Here is the NCWRC public comment on the proposed Red Woof rule by Director Gordon Myers:

North Carolina Wildlife Resources Commission
Gordon Myers, Executive Director

July 24, 2017
Public Comments Processing
Attn: FWS-R4-ES-2017-0006
Division of Policy
Performance and Management Programs
U.S. Fish and Wildlife Service Headquarters
5275 Leesburg Pike
Falls Church, VA 22041-3803

Subject: FWS-R4-ES-2017-0006
Nonessential Experimental Population of Red Wolves (Canis rufus) in North Carolina

Dear Acting Director Sheehan:

This letter is to provide comments from the North Carolina Wildlife Resources Commission (NCWRC) in response to the U.S. Fish and Wildlife Service (Service) scoping request (FR Doc. 2017-10551) for input on the proposal to change the goal of the non-essential experimental population (NEP) project for red wolves (Canis rufus) on the Albemarle Peninsula (AP), North Carolina. The goal change proposed by the Service would be to transition the current NEP Project from a goal of establishing a self-sustaining wild population of red wolves to a goal of supporting a viable captive red wolf breeding program (FR Doc. 2017-100551). The Service has put forth three alternatives: 1) maintain the NEP project with no changes in the I O(j) rule, 2) eliminate the NEP project, retaining endangered status for red wolves found in the wild, and 3) revise the NEP with other revisions to the 10(j) rule. None of these alternatives are realistic. The Service has omitted the most reasonable and achievable alternative. As I will explain herein, a fourth alternative should be added to this National Environmental Policy Act evaluative process. The fourth alternative should include the following:

1) Termination of the free-ranging NEP project on the AP,

2) Declaration of the red wolf as extinct in the wild,

3) Capture and removal from the wild of all designated red wolves and their offspring currently on the AP with translocation to the SSP population, and

4)Declaration that all free-ranging canids on the AP are state-trust resources under the management jurisdiction of the NCWRC.
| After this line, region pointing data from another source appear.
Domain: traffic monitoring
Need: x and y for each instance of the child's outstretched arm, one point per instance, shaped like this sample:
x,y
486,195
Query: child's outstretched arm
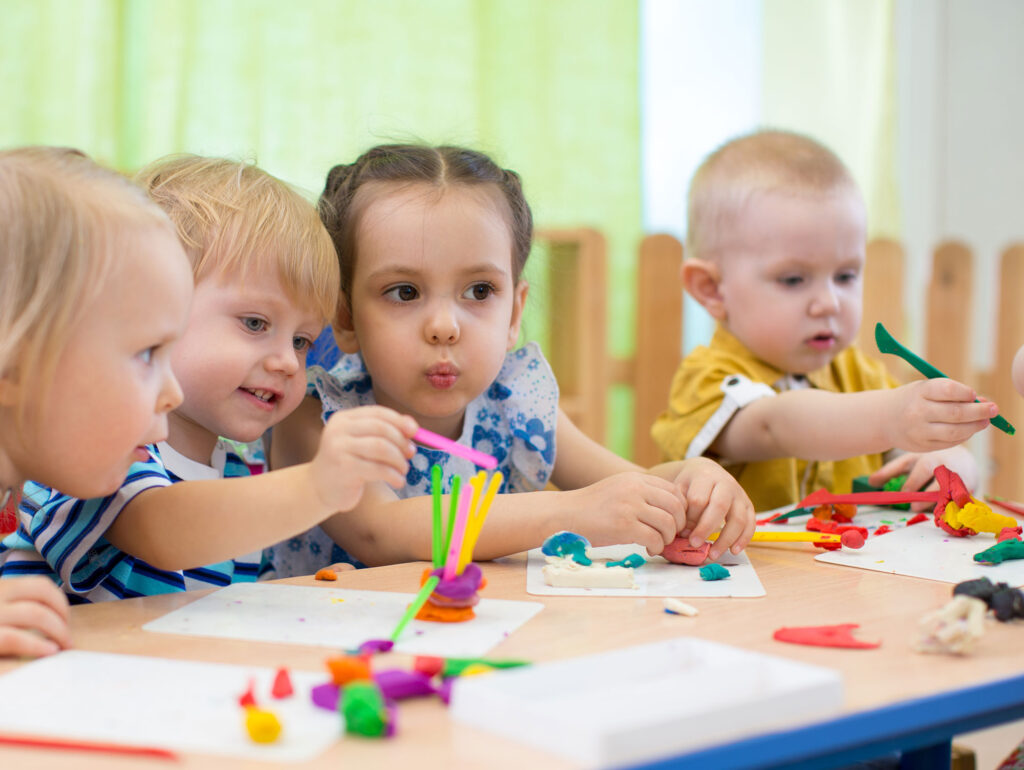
x,y
33,616
193,523
601,496
923,416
Red wolves were listed as endangered in 1967 under the Endangered Species Preservation Act of 1966, initiating intensive recovery efforts. During the fall of 1973, the Service established a recovery program for the red wolf based on belief that a pure population of red wolves existed in southeast Texas and adjacent areas of Louisiana. Field work revealed extensive hybridization with coyotes across the limited remaining red wolf range. Hybridization with coyotes threatened the continued existence of the species. Therefore, all recovery efforts were redirected from protecting animals in the wild to a planned extirpation from the wild. This extreme decision to forcibly extirpate red wolves from the wild highlighted the immediate and significant threat of inter-specific breeding with coyotes. Red wolves were declared biologically extinct in the wild in 1980.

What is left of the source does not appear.